By Community Alliance staff
Robert Mezey, award-winning poet, professor and translator, died April 25 from pneumonia at a nursing home in Bowie, Md. He was at 85.
Mezey, described as having a “mercurial” and rebellious personality, at 16 entered Kenyon College to study with poet John Crowe. He dropped out of school after two years and joined the army, but he was discharged early. He then attended the University of Iowa, where he obtained his B.A. In 1960, Mezey published his debut poetry book, The Love Maker, and later received a fellowship at Stanford.
In 1967, Mezey was a professor at Fresno State. In November of that year, he participated in a panel discussion about marijuana where he stated that it was “perfectly harmless” to use it. Mezey admitted using the drug on and off for over a decade and criticized the drug laws in place as “insane, probably unconstitutional.”
He was fired. This sparked a debate about free speech and faculty rights.
Professors started to get organized to defend their rights and to organize a fund-raiser to help Mezel. The Fresno Free College Foundation (FFCF) was born.
“The Fresno Free College Foundation was created in the spring of 1968 by a group of professors at the California State University, Fresno, to raise legal funds to defend the academic freedom of their colleague, the poet Robert Mezey, who was fired from his teaching position because of his exercise of his right to free speech.
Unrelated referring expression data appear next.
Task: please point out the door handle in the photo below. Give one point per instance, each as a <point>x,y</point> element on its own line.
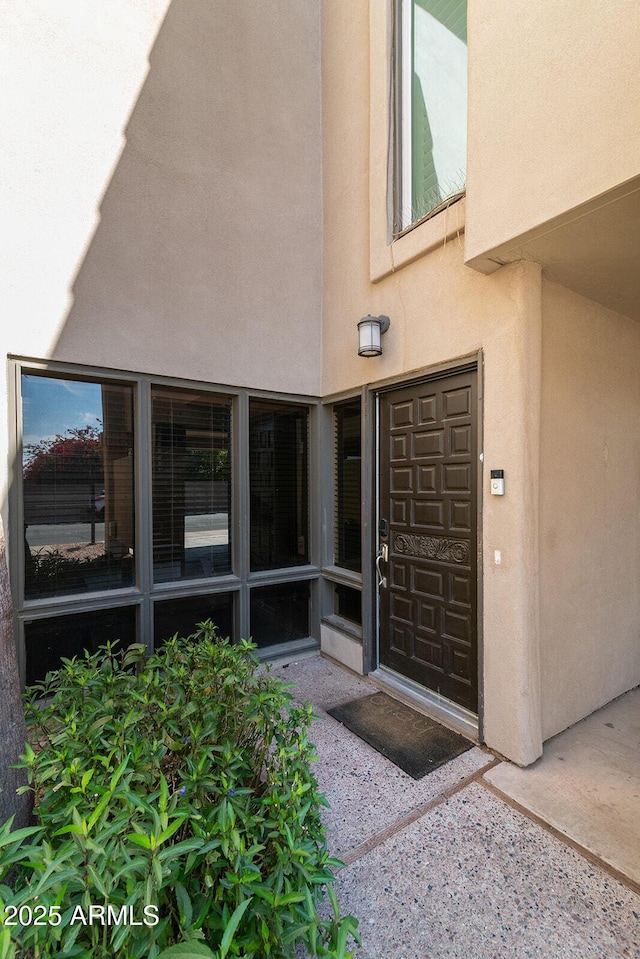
<point>382,557</point>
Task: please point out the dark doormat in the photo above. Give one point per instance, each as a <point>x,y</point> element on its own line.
<point>415,743</point>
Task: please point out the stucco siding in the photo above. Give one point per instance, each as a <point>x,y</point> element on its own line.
<point>589,507</point>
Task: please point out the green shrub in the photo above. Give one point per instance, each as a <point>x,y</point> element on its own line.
<point>176,811</point>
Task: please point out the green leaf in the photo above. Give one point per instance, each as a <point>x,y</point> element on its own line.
<point>187,950</point>
<point>232,925</point>
<point>139,839</point>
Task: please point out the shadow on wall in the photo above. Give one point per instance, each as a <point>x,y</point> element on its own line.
<point>206,262</point>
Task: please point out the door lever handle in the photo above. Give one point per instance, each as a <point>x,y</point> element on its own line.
<point>382,557</point>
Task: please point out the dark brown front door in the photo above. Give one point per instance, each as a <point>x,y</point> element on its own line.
<point>428,511</point>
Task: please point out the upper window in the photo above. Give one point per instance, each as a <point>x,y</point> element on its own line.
<point>431,118</point>
<point>191,483</point>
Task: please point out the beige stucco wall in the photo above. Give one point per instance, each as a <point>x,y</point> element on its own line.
<point>553,116</point>
<point>589,507</point>
<point>162,187</point>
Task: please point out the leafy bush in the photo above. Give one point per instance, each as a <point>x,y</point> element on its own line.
<point>176,813</point>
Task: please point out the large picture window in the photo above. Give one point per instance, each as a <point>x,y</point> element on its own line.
<point>431,106</point>
<point>77,472</point>
<point>191,487</point>
<point>142,506</point>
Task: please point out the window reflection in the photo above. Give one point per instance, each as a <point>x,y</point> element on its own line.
<point>78,469</point>
<point>191,435</point>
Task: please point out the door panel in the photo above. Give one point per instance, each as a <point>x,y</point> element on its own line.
<point>428,474</point>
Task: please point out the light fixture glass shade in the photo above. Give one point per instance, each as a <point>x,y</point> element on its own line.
<point>370,330</point>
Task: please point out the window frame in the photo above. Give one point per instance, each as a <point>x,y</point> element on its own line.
<point>402,125</point>
<point>145,592</point>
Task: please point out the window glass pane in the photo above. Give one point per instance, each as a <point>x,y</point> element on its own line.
<point>191,442</point>
<point>47,640</point>
<point>78,472</point>
<point>181,616</point>
<point>280,613</point>
<point>348,603</point>
<point>434,81</point>
<point>278,451</point>
<point>348,499</point>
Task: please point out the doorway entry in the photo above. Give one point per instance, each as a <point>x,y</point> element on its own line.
<point>427,535</point>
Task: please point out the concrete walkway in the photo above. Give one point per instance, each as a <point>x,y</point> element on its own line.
<point>472,861</point>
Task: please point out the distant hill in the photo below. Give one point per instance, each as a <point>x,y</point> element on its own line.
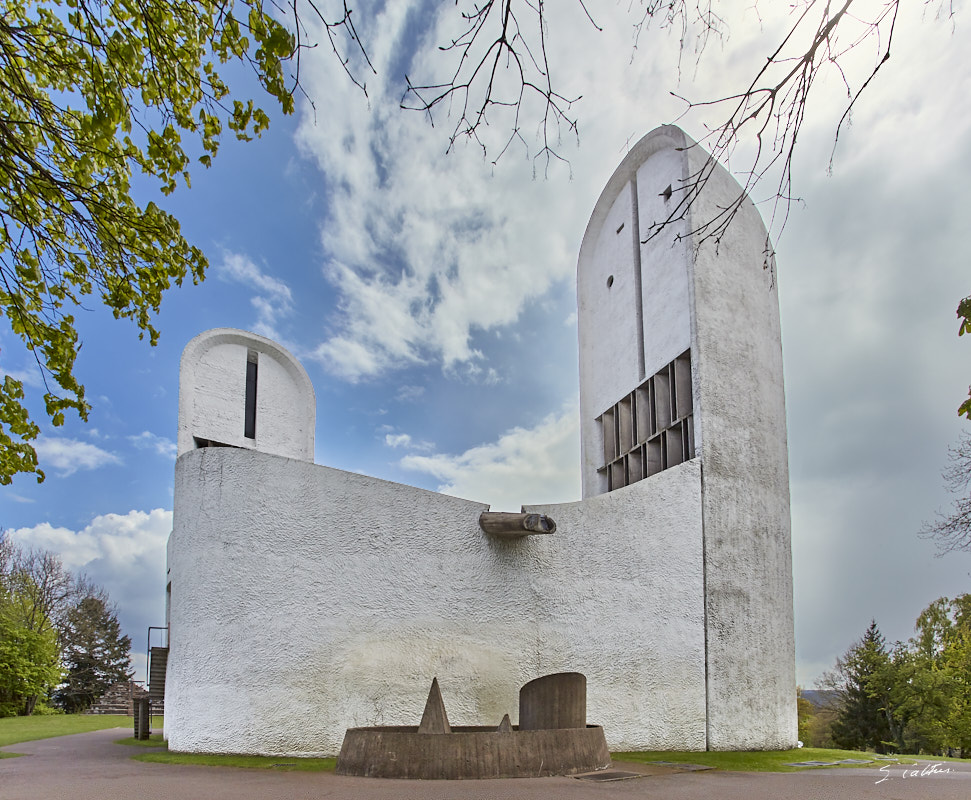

In its formation, the Foundation also adopted broader purposes to include the encouragement and promotion of intellectual and cultural growth in institutions of higher education and in the wider community.” (https://www.fresnofreecollegefoundation.org/history.html)
The FFCF got involved in other activities and later established the KFCF 88.1 FM radio station in Fresno (www.kfcf.org).
Mezey continued his itinerant life, finding teaching jobs in many colleges and publishing his rebellious poetry. In 1976, Pomona College offered him a position as professor. He stayed there until his retirement in 2000.
A good Spanish-speaking person, Mezel and his colleague Dick Barnes embarked on a long journey of translating Argentinian writer Jorge Luis Borges. After years of dedicated work, they couldn’t get the English-language rights. It is believed that this translation and others still circulate among friends.
If true, Mezel couldn’t feel happier.